Das Bundesamt für Justiz teilte dazu inzwischen mit …

… das mit der Zahl von Ende 2014 in Deutschlands Vereinsregistern eingetragenen Vereinen von nunmehr 620.143 erstmals seit dem 2. Weltkrieg erstmals die magische Grenze von 600.000 Vereinen überschritten wurde. Wie kam es dazu? Im Jahr 2014 wurden mit einem echten Vereins-Gründungs-Boom mehr als 60.000 neue Vereine eingetragen.

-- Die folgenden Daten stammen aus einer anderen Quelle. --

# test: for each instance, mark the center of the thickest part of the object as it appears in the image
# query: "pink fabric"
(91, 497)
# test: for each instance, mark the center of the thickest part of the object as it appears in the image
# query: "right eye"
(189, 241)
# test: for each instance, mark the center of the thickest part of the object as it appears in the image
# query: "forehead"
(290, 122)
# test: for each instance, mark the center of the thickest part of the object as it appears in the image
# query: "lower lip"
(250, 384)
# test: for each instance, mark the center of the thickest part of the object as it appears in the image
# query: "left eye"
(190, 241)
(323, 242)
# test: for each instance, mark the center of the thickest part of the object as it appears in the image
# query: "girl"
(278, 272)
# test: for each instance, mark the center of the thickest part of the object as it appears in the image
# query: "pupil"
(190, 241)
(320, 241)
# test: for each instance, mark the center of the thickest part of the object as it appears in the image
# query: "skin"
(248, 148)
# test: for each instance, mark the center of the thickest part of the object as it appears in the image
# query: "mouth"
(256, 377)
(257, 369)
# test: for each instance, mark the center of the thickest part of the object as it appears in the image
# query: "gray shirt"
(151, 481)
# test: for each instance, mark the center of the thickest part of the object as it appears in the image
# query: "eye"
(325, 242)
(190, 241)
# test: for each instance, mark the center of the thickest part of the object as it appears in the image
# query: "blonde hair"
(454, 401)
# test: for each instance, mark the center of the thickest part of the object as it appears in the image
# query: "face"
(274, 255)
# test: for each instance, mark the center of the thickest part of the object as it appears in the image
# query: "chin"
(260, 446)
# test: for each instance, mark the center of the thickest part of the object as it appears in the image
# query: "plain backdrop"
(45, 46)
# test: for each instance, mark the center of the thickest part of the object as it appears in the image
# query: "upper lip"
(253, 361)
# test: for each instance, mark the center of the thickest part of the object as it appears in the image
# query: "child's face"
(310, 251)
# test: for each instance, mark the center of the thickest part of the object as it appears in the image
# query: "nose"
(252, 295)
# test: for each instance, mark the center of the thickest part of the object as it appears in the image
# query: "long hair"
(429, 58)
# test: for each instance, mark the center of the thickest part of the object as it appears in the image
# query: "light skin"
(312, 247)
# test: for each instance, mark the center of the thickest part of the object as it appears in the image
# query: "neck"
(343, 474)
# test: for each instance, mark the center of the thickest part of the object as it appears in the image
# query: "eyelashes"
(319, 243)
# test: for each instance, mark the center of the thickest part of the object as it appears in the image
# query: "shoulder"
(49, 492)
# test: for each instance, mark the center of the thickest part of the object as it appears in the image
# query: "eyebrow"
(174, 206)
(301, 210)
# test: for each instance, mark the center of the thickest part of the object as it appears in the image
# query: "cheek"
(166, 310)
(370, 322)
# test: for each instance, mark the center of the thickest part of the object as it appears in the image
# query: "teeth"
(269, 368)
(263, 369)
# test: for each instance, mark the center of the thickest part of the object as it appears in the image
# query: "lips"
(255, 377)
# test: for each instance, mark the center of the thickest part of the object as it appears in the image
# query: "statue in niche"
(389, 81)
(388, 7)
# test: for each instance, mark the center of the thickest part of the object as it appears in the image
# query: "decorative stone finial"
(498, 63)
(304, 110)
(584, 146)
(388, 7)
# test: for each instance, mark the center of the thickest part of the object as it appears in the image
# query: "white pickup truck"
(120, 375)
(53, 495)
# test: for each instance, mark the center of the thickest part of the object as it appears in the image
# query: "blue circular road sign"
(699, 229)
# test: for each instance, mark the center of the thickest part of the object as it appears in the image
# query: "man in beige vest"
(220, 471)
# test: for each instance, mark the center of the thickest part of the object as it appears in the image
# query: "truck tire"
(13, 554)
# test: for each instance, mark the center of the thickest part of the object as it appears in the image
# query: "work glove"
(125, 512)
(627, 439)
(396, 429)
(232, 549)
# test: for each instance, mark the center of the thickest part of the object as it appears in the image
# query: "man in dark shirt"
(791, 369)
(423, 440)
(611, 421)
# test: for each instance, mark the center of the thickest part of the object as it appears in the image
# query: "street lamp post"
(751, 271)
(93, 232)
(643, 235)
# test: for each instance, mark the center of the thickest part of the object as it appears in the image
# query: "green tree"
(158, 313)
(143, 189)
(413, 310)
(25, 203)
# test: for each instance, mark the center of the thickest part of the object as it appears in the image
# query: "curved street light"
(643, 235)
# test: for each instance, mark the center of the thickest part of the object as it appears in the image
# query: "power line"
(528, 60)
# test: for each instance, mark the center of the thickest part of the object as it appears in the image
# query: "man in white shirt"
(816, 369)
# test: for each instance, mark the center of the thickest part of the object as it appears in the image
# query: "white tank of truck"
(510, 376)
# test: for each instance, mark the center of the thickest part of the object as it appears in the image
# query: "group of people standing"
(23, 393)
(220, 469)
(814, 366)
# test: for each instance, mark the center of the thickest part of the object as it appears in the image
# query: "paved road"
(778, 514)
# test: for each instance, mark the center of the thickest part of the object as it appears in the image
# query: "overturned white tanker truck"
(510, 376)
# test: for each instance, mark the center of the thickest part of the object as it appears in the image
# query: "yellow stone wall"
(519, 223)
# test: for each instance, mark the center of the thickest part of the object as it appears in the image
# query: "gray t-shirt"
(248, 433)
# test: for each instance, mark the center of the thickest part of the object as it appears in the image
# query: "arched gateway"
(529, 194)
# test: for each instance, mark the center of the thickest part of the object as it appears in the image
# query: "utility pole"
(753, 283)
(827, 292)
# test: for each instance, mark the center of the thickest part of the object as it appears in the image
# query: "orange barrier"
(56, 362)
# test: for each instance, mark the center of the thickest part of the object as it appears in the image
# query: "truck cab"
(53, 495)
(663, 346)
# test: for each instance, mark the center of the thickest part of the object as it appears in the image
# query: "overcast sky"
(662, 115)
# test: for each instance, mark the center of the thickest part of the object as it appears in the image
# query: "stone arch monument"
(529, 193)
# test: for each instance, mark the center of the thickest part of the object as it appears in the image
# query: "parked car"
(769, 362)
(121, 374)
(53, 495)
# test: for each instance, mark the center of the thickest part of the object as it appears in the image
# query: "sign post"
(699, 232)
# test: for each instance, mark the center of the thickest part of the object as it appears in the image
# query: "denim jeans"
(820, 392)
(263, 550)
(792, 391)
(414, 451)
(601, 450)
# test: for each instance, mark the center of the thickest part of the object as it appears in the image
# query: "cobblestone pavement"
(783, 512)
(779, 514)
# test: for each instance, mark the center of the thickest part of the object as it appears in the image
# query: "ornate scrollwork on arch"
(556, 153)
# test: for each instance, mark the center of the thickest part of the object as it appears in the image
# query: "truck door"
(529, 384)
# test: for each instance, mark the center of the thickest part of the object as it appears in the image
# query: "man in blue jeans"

Das Portal „verein-aktuell“ führte dazu aus:

„ … Zum Vergleich für das Vereinsjahr 2013: Damals waren es noch ca. 15.000 Neueintragungen als üblicher Durchschnittswert, wie auch in den Vorjahren.

Wobei knapp 13.000 Vereinslöschungen zu verzeichnen sind, auch ein wiederum fast üblicher jährlicher Durchschnittswert.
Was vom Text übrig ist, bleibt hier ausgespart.